O Sono da Beleza na Modernidade
A brutalidade dos tempos modernos, evidenciada pela complexidade –
quem diria! – de sobrevivência material e social, impele o homem a
um espírito competitivo, mesquinho e paupérrimo, cujas
manifestações podem chegar ao nível do grotesco. Dentre elas, a
que mais desola um espírito alheio à cegueira da existência
contemporânea é a completa ausência de preocupação estética –
por vezes agravada por acentuado e inerente mau gosto – nas obras
mais ordinárias das ocupações humanas. Onde outrora as mãos e
alma labutavam com toda o esmero do escopo transcendental,
hodiernamente vislumbra-se o retrato estéril do niilismo, do
utilitarismo que mal serve a seu suposto propósito de “apenas
servir”.
Não é sem certa melancolia que, ao passear pelas vias de minha
urbe, arrosto miríade de faces impassíveis, inexpugnáveis,
acotovelando-se pelas calçadas, consubstanciando desordenada massa
de seres viventes parasitários de uma ordem caótica, baseada em
satisfação imediata de necessidades animalescas ou imaginárias:
olhos semidesfalecidos para a realidade atem-se naquilo que é mais
bestial e trivial, como mariposas que impelem-se ao calor mortal da
luz noturna. Cimentam todo o espaço do chão de seus lares, matam
seus jardins, como que para obstar o contato com a terra, com a
manifestação mais imediata do natural, na ânsia inconsciente de
atrasar a amálgama com o pó, seu destino inevitável, seu fim
material último. Paradoxalmente, encerram-se em grandes caixotes de
concreto de aparência esmaecida, como jazigos modernos, enquanto
suas almas encerram-se, por sua vez, na penumbra do solitário
coletivismo. Consomem e contentam-se com obras de entretenimento
medíocres, hipnotizados por esboços de experiências rasteiras.

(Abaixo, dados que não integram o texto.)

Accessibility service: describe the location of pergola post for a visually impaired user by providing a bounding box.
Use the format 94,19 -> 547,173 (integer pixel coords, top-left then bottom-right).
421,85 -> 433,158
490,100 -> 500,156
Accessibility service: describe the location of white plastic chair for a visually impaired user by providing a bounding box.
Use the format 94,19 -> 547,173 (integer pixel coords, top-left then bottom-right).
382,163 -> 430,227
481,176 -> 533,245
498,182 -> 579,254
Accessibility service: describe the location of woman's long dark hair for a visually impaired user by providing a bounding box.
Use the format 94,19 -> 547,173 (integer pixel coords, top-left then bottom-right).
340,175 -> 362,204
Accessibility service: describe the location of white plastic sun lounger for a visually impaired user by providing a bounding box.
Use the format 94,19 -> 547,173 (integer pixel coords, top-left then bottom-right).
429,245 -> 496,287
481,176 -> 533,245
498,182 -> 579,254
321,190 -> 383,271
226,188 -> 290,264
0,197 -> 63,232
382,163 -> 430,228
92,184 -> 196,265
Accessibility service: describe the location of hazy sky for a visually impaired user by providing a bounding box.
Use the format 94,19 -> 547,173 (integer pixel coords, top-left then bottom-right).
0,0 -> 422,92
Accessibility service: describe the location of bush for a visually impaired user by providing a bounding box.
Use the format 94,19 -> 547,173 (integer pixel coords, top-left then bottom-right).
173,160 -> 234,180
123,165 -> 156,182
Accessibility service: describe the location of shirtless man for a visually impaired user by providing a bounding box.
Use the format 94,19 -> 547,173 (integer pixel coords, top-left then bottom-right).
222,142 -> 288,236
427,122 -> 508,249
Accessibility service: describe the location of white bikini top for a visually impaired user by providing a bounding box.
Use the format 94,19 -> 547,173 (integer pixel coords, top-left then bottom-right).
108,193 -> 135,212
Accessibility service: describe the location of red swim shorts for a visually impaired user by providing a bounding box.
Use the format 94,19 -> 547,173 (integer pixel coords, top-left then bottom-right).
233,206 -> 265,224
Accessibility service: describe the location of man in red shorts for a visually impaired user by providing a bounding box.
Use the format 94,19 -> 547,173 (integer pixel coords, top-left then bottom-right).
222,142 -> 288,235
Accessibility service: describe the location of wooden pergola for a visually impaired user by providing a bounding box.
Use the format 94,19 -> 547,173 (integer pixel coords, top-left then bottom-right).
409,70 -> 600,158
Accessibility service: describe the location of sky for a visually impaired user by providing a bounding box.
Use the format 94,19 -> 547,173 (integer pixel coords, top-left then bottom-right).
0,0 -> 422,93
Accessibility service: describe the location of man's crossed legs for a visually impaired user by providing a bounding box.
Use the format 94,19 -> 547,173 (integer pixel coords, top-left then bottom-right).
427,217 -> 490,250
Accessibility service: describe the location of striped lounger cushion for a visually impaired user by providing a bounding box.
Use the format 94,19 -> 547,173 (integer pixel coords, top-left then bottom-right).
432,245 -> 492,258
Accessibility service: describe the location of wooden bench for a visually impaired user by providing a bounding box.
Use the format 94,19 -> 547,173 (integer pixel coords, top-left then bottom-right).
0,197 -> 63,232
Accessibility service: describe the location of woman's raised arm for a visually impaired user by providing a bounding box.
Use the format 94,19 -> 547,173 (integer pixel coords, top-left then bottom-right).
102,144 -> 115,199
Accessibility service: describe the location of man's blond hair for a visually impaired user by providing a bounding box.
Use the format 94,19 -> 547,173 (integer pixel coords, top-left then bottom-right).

A apreciação da beleza, seja das obras naturais, seja de enlevadas
obras humanas – todas centelhas inspiracionais da mesma Fonte –
foi relegada a atividade insignificante, excêntrica, mero atavio de
pseudointelectualidade, distante do homem prosaico. Tal deturpação,
no entanto, representa causa e, ao mesmo tempo, sintoma (uma
retroalimentação trágica...) do distanciamento do transcendental,
funesto apanágio hodierno, que cada vez mais sufoca a humanidade. Se
o homem é incapaz de apreciar - com autoconsciência - a beleza, é
incapaz de transcender-se e de entender a dor do próximo e o amor
para com ele, multiplicando o crime, a injustiça e as mazelas
contemporâneas.
O senso estético – um dos liames espirituais (talvez o mais
relevante) que propicia ao homem galgar seus limites materiais na
busca individual pelo conhecimento e consciência da eternidade -
dorme o sono mais profundo da noite mais longa desde a criação.
Despertar é uma questão de responsabilidade do indivíduo:
livrar-se das distrações, retornar a si e reconhecer que a beleza
da arte e a beleza da natureza (distinguíveis no luar, nas estrelas,
no frescor da planta cultivada, na literatura, nas obras clássicas)
são vitros para a transcendentalidade - o fim último da existência.